Qu'attendre des mesures hygiénodiététiques ? Deux
études récentes mettent en avant l'effet sur la vidange
gastrique de la teneur en fibres (qualitative et quantitative) du régime
[95, 96]. L'équipe italienne retrouve une accélération
significative de la vidange gastrique de sujets sains lorsque le régime
est déplété en fibres (4 g/1 000 kcal) [95]. L'étude
anglaise confirme le ralentissement de la vidange gastrique (T1/2) par
des fibres de taille importante, mais, quelle que soit la taille des fibres,
elles augmentent la proportion du contenu antral à 90 min par rapport
au placebo [96]. Des études d'exclusion des fibres du régime
paraissent intéressantes chez les dyspeptiques, notamment en cas
de retard objectif de la vidange gastrique. Toutefois, le régime
pauvre en fibres est à l'origine d'une glycémie plus élevée.

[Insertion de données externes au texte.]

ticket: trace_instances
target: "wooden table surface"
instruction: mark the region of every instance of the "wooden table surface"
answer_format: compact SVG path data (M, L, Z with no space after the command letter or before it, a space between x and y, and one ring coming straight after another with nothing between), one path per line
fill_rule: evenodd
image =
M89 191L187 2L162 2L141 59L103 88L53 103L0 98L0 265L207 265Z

Or il a été démontré que l'hyperglycémie
induit une hypomotricité antrale et un ralentissement de la vidange
gastrique chez le sujet sain, alors que le sujet diabétique présente
des anomalies du rythme électrique gastrique lors des pics d'hyperglycémie
non retrouvées en période normoglycémique [97]. La
régularisation des variations glycémiques post-prandiales
est peut-être une autre solution à proposer aux dyspeptiques.
Enfin, la suppression du tabac et des AINS paraissent à recommander
puisque leur consommation est associée à une fréquence
de survenue d'un syndrome dyspeptique deux fois plus élevée.
Cette relation n'est pas démontrée avec l'alcool [43].